It is Ramadan once again. It is the measure of the year, a movable cycle that is both feast and beast. I met a Welsh convert the Ramadan other day and I asked him how long he had been a Muslim? He replied that this was his fourth Ramadan. I compared it to Christmas in conversation with my closest Muslim friend.
Why? Because I am always looking for similarities, patterns shared between people, groups or even history. So what was Ramadan I keep asking myself? I didn’t feel that it related to Lent in any sense. Lent is both watered down and also celebrated by so few people and a prime function of Ramadan is that it is celebrated by nearly everybody, from the outside it appears that all Muslim people are actively fasting throughout Ramadan.
So searching further for some space of parallel I found myself thinking about Christmas. Partly this is because Christmas appears to demonstrate the exact opposite to Ramadan. Christmas is about eating too much, overeating, about drinking, about gorging, almost about gluttony and some sense. It is about giving things away but also about anxiously receiving things, getting things from other people, spending money. I think Christmas looks strange through the eyes of Ramadan and it was this strangeness, the uncomfortable parallel which started to form a new thought in my mind.
Ramadan carries denial. I’m not suggesting that people are living in a state of denial whilst waiting for food but they are denying themselves food, something they do not do in the formal day-to-day pattern of the annual cycle outside of Ramadan. Ramadan is about celebration around food, the eating of food every evening, the waiting expectantly for food and the gathering together in families, amongst friends, sharing, giving and taking food. There is also some element of suffering and Ramadan, born of the denial there is a necessary privation in Ramadan.
So how do the two relate? Well at Christmas we celebrate. We don’t need to ask questions about the religious context of the event we simply celebrate it.
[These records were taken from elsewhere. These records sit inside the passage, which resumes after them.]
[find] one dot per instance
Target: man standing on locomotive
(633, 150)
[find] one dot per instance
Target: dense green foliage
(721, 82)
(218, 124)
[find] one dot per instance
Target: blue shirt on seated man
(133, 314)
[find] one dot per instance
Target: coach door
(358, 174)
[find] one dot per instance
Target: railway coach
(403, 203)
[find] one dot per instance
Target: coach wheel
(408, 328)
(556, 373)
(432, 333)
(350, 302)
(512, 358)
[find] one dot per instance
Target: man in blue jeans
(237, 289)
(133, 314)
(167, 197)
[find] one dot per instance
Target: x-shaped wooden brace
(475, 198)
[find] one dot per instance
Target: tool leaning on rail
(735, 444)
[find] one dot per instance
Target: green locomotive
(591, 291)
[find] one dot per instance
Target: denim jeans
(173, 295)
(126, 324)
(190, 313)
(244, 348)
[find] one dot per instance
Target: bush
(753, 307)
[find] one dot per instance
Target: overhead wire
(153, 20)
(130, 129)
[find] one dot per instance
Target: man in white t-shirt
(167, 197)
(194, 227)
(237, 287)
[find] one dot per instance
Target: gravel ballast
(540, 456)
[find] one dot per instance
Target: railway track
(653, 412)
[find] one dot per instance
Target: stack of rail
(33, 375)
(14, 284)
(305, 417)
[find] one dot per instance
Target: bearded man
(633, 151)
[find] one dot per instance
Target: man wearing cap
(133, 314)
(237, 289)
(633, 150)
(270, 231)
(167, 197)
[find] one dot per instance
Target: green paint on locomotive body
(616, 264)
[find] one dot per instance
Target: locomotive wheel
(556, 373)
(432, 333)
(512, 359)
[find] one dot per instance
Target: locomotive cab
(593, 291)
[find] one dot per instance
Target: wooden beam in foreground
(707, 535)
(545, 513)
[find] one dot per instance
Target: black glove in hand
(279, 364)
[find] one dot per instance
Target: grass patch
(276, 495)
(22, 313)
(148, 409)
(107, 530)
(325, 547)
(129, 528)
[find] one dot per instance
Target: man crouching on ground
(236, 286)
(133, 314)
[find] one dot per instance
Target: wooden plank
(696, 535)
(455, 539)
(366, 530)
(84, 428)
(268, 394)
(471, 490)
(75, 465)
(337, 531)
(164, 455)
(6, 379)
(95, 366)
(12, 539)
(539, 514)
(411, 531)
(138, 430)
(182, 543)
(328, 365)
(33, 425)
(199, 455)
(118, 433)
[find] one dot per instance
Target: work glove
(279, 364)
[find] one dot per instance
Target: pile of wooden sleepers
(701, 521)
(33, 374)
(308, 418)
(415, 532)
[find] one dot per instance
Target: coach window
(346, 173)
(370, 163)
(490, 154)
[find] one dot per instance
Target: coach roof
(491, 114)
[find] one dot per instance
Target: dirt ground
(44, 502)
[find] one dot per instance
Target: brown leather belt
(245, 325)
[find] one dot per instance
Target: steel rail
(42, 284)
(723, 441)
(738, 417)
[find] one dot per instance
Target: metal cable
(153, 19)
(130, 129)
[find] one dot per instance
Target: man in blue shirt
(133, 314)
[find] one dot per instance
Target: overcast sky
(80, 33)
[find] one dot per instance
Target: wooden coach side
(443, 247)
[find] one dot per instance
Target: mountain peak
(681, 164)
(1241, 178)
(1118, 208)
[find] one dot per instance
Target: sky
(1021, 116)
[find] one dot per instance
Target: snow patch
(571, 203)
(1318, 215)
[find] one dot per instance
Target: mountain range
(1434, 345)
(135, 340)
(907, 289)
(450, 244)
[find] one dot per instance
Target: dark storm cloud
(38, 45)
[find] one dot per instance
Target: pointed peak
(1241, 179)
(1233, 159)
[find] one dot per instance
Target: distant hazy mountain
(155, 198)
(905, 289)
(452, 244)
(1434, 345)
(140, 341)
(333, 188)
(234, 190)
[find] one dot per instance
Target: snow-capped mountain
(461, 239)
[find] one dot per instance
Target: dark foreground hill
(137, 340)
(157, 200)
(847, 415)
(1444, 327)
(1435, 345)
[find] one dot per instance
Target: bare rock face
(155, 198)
We as a people, the Judaeo-Christian people, take part in Christmas even though the religious events have receded into what becomes effectively a cultural memory of what we did believe, of what somebody else might have believed, whereby we count on other people, possibly, to believe on our behalf. Ramadan is not like this but Ramadan does include everybody. The doubter, smoker, the adulterer, the person who little attends mosque during the year and perhaps not at all even doing Ramadan. It is inclusive and sits as a form of definition of who you are. Whilst God sits there somewhere in the background it is a demonstration to each other and to other people. Christmas similarly doesn’t require God any longer; it has a life of its own.
Beyond that Christmas also evades happiness and includes suffering in a profound way. Western civilisation is rife with notions of the lonely individual, isolated, unable to relate to other people at Christmas. Perhaps at Christmas more than any other time of the year it is considered appropriate to offer solace, to open a soup kitchen, to give and to be generous to other people, the knowledge being clear that people are at their most lonely and at their most vulnerable during a period of intense festivity.
So the three points of comparison which I draw are:
1) They are great festive moments of the year around which the year turns.
2) They are feasts kept by everybody who wishes to be identified and identifies themselves within their cultural religious tradition and which seem undoable to others.
3) They are periods of both privation and denial as well as great festive moments, periods of intense isolation, the giving of gifts, and of a very visceral love of the physical, the flipside of waiting to eat and drink.